Researchers from Boston University School of Medicine (BUSM) have found that the use of Inferior Vena Cava (IVC) filters for the prevention and treatment of venous thrombotic events (VTE) may result in poor outcomes due to mechanical filter complications--largely due to low filter retrieval rates and inconsistent use of anticoagulants--and high rates of venous thromboembolism. The study, which was conducted at New England's largest trauma center, Boston Medical Center (BMC), currently appears on-line in JAMA-Internal Medicine and is believed to be one of the first to retrospectively review retrieval options of IVC filters.
In response to this study, BMC is now using a multi-disciplinary team approach to achieve the tracking and timely retrieval of these filters, incorporating specialists from vascular surgery, interventional radiology, cardiology and hematology. BMC is one of a small group of hospitals nationwide to define and address the problem, as well as implement a system to tackle this national safety issue.
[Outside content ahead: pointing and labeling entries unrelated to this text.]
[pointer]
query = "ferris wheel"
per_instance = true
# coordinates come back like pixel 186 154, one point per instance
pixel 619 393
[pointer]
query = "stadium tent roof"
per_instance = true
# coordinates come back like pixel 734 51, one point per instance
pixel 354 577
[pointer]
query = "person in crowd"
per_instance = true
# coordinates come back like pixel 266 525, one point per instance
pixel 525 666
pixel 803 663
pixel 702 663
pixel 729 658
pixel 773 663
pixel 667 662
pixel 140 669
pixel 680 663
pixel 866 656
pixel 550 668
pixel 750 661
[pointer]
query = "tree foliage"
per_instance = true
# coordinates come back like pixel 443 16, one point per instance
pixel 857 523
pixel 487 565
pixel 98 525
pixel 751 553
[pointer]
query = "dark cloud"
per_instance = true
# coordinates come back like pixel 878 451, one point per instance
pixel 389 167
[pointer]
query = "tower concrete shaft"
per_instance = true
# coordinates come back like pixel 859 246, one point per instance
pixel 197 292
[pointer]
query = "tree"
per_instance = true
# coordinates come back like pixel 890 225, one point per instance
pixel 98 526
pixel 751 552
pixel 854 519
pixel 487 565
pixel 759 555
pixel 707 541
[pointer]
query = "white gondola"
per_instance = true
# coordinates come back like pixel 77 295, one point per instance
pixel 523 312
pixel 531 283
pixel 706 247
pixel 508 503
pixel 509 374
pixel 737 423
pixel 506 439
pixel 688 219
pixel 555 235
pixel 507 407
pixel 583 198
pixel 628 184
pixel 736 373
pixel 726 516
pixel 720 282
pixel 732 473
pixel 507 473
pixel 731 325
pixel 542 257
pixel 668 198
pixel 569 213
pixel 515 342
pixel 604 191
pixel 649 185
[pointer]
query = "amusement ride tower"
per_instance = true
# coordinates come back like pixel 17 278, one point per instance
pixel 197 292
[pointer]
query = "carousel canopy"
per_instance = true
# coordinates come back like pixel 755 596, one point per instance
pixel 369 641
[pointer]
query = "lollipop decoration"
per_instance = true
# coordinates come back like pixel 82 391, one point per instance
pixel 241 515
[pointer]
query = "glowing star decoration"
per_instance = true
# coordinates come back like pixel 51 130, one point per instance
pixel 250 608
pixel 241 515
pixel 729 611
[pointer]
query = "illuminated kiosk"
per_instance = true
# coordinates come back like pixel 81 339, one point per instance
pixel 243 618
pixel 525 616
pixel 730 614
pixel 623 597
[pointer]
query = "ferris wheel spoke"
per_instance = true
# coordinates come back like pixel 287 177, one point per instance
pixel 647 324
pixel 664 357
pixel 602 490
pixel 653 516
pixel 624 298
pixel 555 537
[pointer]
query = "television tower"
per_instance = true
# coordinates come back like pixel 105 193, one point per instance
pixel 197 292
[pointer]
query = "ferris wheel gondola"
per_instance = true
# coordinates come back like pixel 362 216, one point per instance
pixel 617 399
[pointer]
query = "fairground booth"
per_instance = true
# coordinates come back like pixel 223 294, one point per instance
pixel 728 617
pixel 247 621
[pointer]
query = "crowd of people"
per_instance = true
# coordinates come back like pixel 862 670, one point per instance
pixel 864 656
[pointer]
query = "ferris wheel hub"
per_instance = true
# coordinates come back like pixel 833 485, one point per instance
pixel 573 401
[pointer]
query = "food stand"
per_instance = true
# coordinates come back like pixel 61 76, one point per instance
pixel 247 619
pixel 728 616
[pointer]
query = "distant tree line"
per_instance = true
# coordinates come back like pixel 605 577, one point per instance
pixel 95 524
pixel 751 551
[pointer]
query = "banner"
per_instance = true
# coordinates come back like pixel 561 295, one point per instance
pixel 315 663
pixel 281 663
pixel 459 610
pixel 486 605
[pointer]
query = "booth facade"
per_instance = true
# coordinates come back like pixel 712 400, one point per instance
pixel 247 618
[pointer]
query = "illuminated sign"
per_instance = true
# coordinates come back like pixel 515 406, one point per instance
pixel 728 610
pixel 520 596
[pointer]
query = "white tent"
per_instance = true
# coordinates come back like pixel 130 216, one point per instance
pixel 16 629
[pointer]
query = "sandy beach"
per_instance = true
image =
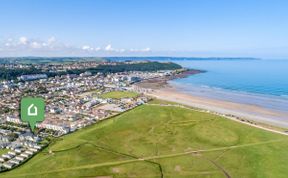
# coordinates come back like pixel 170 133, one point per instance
pixel 253 113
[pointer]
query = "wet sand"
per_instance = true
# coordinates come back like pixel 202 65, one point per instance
pixel 247 111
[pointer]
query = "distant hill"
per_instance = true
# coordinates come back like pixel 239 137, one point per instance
pixel 155 58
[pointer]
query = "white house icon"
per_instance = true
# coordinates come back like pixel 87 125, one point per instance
pixel 32 110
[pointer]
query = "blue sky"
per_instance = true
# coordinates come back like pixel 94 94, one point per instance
pixel 144 27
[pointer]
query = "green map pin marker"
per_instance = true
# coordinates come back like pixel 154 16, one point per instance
pixel 32 110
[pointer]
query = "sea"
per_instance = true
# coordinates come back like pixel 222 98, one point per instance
pixel 259 82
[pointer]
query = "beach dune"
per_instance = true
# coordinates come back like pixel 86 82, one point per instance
pixel 247 111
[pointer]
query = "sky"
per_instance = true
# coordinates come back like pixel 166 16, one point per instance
pixel 191 28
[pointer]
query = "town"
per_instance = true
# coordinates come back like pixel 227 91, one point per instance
pixel 73 101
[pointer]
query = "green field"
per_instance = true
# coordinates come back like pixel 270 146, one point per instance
pixel 119 94
pixel 162 141
pixel 3 151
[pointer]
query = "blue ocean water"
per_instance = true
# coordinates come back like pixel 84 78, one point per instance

IVC filters are used to prevent pulmonary embolism, a potentially fatal condition where a blood clot breaks off from one of the large veins in the legs and lodges in the lungs. They are generally used only when people are unable to safely receive blood thinning medications. Most filters are designed to be temporary, meaning that they should be removed when the risk of pulmonary embolism has subsided.
National data has shown that many IVC filters are left in place indefinitely. Despite a lack of randomized, controlled trials demonstrating their long-term safety and efficacy, the use of IVC filters continues to increase each year.
In the study, a review of IVC filter usage between August 2003 and February 2011 was conducted at BMC. During that timeframe, IVC filters were placed in 978 patients. Charts were reviewed to determine the indication for filter placement, use of anticoagulant medication, complications resulting from filter placement and details regarding patient follow up and filter retrieval.
Of 679 potentially retrievable IVC filters inserted, only 8.5 percent were successfully removed. Unsuccessful retrieval attempts were made in 18 percent of patients. VTEs occurred in 7.8 percent of patients after filter placement, including 25 pulmonary emboli, all of which occurred with the filter in place. Forty-eight percent of VTEs were in patients without venous thromboembolism at the time of filter placement and 89 percent occurred in patients without anticoagulation. Many filters placed after trauma, were inserted when the highest bleeding risk had subsided and anticoagulation may have been more appropriate. While many of these filters were placed due to a perceived contraindication to anticoagulation, 25 percent of patients were discharged on therapeutic anticoagulation.
According to the researchers, more than 259,000 filters were inserted in 2012 and while many professional groups have guidelines regarding filter insertion, they vary widely and often conflict. The American College of Radiology and Society of Interventional Radiology Guidelines state that a filter can be placed as prophylaxis for any patient at high-risk of developing deep venous thrombosis (DVT) or pulmonary embolism, while the American College of Chest Physicians guidelines recommend against an IVC filter unless the patient has an acute proximal lower extremity DVT and cannot be anticoagulated. "These conflicting guidelines reflect the absence of good quality data to guide clinical practice," explained senior author J. Mark Sloan, MD, an assistant professor of medicine at BUSM and a hematologist/oncologist at BMC.
Sloan stresses that this study highlights the importance of an institution developing a proper protocol for the safe retrieval of these filters. "As a result of these findings, a 'filter insertion procedure note' that specifies the indication for filter placement and the anticipated duration of placement is now mandatory for all IVC filter insertions at BMC. Patients are also given educational material after filter placement stating that most filters should be removed once the risk for blood clots has subsided or anticoagulation is tolerated."
At BMC, every IVC filter is now promptly entered into a central interdepartmental registry and tracked until retrieval. In addition, for filters not deemed permanent at the time of insertion, a designated administrator schedules timely retrieval or a clinic visit specifically to assess for the appropriateness and timing of retrieval. Since this new protocol went into effect at BMC, 47 filters have been inserted. Of the 36 eligible for retrieval, 10 have been successfully retrieved. However, not all patients whose filters are currently in the BMC database are eligible for retrieval at this time.
Another example of the hospital's commitment to this important issue was a BMC patient safety grant that was awarded to Dr. Jeffrey Kalish, BMC's Director of Endovascular Surgery, for his work titled "Retrieval of IVC Filters to decrease associated complications".
"BMC is leading the way to improve safety for our patients," said Stanley Hochberg, MD, senior Vice President for Quality, Safety and Technology and Chief Quality Office at BMC. "Our leadership in this area will prove invaluable for all patients and may become the model for other institutions to follow," he concluded.